Hey all,
I'm running Drupal 5.15, and I'm noticing this really strange issue. When I go into the admin interface, and click Log Out, I get this error message in FireFox:
Content Encoding Error
The page you are trying to view cannot be shown because it uses an invalid or unsupported form of compression.
If I clear the cache_page table, I can browse the site anonymously without issues, it's only when I've logged out of the front-end that I see this issue. In the Performance settings, I've chosen "Normal" caching and I'm *not* aggregating/gzipping CSS, however in the Content-Encoding of the HTTP Header I see "gzip". All browsers fail in the same way...
--Michael--
Comments
If I disable the Caching in
If I disable the Caching in Drupal, all works fine.
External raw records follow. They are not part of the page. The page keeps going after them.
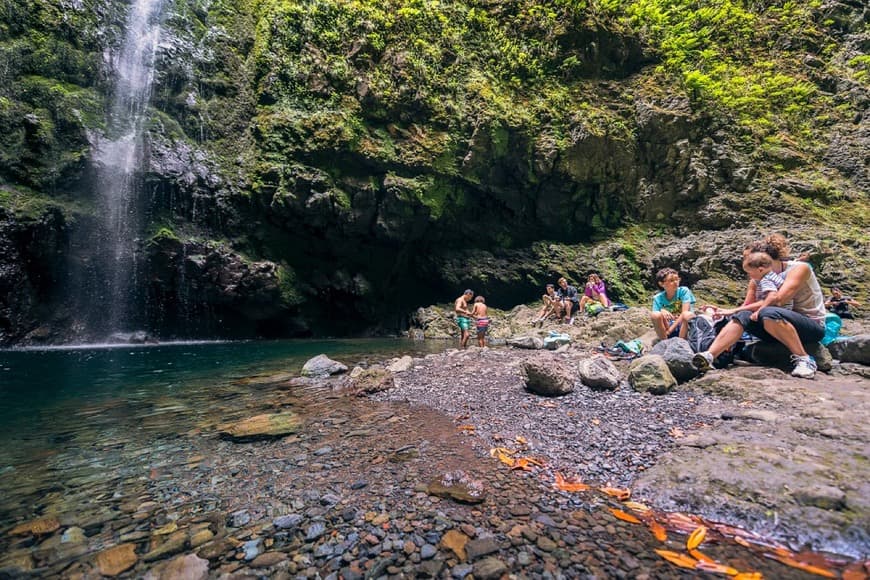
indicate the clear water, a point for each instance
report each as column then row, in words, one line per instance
column 36, row 383
column 76, row 421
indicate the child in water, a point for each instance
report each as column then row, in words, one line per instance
column 479, row 313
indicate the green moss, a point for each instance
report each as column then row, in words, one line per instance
column 291, row 294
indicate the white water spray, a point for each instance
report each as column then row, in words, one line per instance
column 119, row 158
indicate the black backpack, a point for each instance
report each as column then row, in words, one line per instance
column 702, row 333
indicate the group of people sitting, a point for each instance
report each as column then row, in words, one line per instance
column 566, row 303
column 783, row 303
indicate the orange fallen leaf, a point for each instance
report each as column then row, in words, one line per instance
column 626, row 517
column 696, row 537
column 636, row 506
column 618, row 493
column 526, row 463
column 681, row 560
column 701, row 556
column 716, row 568
column 658, row 531
column 805, row 567
column 565, row 485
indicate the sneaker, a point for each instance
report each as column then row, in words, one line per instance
column 804, row 366
column 703, row 361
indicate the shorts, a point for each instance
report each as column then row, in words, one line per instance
column 809, row 331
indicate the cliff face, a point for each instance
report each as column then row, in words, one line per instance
column 347, row 161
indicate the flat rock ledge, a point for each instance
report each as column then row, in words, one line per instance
column 265, row 426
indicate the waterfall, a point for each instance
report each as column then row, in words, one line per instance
column 119, row 158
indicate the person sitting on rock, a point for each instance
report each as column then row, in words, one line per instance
column 803, row 325
column 673, row 307
column 479, row 314
column 840, row 304
column 552, row 305
column 595, row 291
column 463, row 317
column 570, row 300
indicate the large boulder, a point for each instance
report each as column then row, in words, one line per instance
column 852, row 349
column 650, row 374
column 267, row 426
column 548, row 377
column 322, row 366
column 678, row 355
column 372, row 380
column 599, row 373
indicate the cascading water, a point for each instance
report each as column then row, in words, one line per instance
column 119, row 157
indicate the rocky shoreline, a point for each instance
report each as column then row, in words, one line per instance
column 399, row 470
As soon as I enable the caching, I get this problem. Any ideas??
SOLVED
Ok I figured out why this was happening. Looks like there was a PHP Notice in the page output, which was breaking the encoding of the page. Where you'd normally have this in a gzipped html page:
I was getting this:
So, to fix this you have three options.
(1) Disable Drupal caching (not recommended)
(2) Set
display_errors = Off
in your php.ini file(3) Fix the PHP Notices (or get the contributors to)
In any case, I tested this by running the following command on my Linux box:
wget --header "Accept-Encoding: gzip,deflate" http://[site_url]
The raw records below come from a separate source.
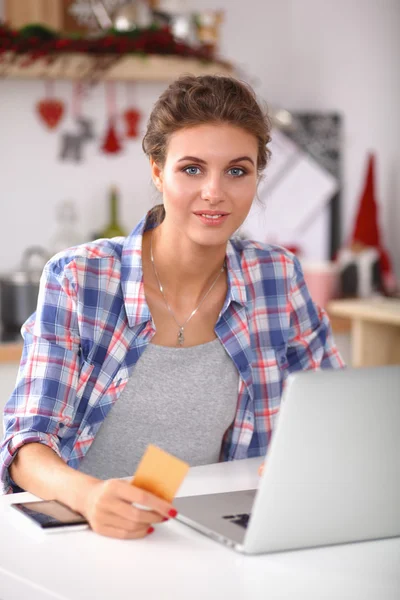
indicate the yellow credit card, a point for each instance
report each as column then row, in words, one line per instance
column 160, row 473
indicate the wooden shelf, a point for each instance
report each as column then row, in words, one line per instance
column 77, row 66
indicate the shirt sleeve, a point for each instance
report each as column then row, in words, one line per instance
column 42, row 405
column 310, row 343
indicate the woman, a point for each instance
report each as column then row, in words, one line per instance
column 185, row 332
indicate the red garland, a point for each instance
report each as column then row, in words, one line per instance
column 147, row 41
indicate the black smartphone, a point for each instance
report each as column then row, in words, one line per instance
column 51, row 516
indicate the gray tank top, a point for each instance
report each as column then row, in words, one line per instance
column 180, row 399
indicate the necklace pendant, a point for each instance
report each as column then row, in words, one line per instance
column 181, row 337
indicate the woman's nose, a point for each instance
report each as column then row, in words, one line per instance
column 213, row 191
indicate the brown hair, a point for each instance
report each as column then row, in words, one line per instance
column 190, row 101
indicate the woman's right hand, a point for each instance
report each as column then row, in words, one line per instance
column 109, row 509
Then, open up the resulting index.html page, and have a look for any PHP Errors/Notices.
Hope this helps!!!
--Michael--
thanks
just wanted to say thanks for posting the solution.
i inherited a drupal site with this error, and i was weltering in apache and .htaccess configurations until i found your post.
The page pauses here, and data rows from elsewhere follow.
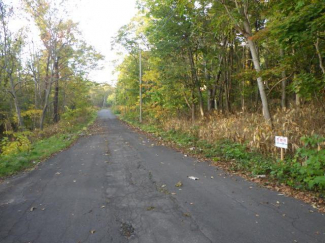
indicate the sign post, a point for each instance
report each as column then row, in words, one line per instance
column 281, row 142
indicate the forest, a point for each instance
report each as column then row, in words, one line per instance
column 45, row 93
column 224, row 77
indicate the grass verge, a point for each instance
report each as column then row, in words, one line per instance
column 42, row 149
column 289, row 177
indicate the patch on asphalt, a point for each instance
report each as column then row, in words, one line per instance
column 127, row 230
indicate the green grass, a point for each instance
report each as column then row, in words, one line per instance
column 303, row 171
column 42, row 149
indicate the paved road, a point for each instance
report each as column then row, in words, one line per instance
column 118, row 186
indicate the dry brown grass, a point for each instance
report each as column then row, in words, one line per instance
column 251, row 128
a tip of the cap to you, sir.
just as a addendum, i added the following line to the top of the drupal .htaccess file:
php_value display_errors Off
Thanks Bro
Thanks!
Your post led me to the solution for my problem.
I had a few unprintable characters that had sneaked into the start of a few of my .module and .tpl files, (I believe thay were BOM). These leading characters made the compressed cache unreadable by the browsers. I did a search of my installation using this:
fgrep -rl `echo -ne '\xef\xbb\xbf'` .
Then using vi I could see and kill them.